Role of the state in shaping a nation’s culture
One way that a government can accomplish this mission is through passing laws aimed at encouraging healthy relations with foreign countries. This goal is achievable via the signing of agreements that facilitate the acquisition of citizenship by people from foreign countries and their protection when in a foreign country (Graseck, 2008). It can also be achieved through trade agreements whereby foreigners acquire the right to invest anywhere around the world. An excellent example of such a move is the World Trade Organization (WTO) and the General Agreement on Trade and Tariffs (GATT), which enable people of different cultural backgrounds to interrelate.
Another significant role is that of establishing a common religion for all states. Most states have adopted a single official religion to help in integrating different cultures. An example of this aspect occurred during the Roman Empire, where Christianity was recognized as the official religion in a bid to bring cultural stability to the empire. In other countries where Islam is a dominant religion, in Afghanistan, for example, Islam has been declared as the official religion. This move has worked quite well in various countries where citizens are quick to embrace the set faith. Another example is England, whose leaders declared Anglicanism as the official religion. However, this move did not come without resistance from the minorities who view it as discriminatory, and thus they were reluctant to comply. In some cases, minorities have even resorted to violence as a way of resistance and deviance.
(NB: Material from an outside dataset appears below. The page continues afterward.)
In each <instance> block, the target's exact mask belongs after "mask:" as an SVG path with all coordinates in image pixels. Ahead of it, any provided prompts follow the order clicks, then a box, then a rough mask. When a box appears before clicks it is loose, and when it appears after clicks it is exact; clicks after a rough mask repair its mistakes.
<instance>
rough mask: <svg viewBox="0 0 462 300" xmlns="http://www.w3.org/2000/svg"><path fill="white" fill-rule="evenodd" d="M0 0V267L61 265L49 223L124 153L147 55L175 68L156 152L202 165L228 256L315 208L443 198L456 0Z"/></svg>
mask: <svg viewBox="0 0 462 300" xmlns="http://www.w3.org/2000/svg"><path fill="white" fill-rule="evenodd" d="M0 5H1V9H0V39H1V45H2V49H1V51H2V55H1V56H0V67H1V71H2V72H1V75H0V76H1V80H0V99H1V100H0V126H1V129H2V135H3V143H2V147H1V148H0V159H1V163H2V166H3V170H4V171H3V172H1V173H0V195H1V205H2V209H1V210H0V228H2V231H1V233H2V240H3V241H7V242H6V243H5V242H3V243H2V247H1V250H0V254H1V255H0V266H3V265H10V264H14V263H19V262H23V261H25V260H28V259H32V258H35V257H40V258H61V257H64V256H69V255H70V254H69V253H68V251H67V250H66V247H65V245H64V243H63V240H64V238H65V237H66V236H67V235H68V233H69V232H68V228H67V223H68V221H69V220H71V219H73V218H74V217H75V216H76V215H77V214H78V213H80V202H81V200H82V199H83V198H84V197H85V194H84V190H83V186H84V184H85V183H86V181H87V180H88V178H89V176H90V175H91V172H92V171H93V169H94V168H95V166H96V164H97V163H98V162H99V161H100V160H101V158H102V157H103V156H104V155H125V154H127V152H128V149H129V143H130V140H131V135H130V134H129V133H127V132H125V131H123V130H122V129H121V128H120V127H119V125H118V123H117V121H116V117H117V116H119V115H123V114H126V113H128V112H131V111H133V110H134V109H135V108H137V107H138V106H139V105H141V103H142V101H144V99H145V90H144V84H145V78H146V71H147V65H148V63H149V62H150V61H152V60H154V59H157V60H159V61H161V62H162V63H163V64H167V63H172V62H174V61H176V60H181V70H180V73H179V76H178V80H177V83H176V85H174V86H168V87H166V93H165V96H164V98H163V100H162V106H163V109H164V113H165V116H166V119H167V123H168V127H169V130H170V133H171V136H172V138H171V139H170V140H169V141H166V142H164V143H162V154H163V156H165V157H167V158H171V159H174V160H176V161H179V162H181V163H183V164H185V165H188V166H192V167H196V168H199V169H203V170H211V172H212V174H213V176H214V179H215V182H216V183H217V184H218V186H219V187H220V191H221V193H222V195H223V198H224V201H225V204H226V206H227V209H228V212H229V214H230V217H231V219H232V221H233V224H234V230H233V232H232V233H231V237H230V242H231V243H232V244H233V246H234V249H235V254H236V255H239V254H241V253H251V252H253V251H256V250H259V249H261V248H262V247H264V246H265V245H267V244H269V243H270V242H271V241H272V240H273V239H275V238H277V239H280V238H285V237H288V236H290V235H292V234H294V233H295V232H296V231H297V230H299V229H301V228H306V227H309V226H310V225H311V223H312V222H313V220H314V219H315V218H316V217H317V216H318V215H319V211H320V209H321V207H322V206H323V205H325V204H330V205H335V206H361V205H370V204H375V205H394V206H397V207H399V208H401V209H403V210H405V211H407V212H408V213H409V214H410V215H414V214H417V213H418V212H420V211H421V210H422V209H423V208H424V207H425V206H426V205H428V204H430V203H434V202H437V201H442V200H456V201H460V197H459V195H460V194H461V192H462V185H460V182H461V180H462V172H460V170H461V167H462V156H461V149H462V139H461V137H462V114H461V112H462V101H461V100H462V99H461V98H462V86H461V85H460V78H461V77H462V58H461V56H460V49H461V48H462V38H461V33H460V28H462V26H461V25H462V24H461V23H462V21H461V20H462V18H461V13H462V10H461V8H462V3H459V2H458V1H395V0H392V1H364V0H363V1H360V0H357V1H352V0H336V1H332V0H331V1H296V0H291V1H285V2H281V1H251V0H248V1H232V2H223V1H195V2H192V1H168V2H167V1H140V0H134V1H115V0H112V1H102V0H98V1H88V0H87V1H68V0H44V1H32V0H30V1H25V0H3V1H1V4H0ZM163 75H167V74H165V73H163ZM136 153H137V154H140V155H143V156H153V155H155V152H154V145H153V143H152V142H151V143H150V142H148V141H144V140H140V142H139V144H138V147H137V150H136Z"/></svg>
The third move is the implementation of democracy, which has so far been embraced by most countries across the world. Citizens are given a chance to elect leaders of their choice in a free and fair election, which has boosted peace all over the world. This aspect, together with the development of modern infrastructure, has facilitated migration and interactions, thus leading to a notable change in the cultural status of different groups in society.
Dulaney, W. (2005). A Brief History of “Outlaw” Motorcycle Clubs. Web.
Garner, R., Ferdinand, P., Lawson, S., & MacDonald, D. (2009). Introduction to Politics: First Canadian Edition. Oxford, U.K.: Oxford University Press.
Graseck, S. (2008). Explore the past to understand the present and shape the future. Social Education, 72(7), 327-370. Web.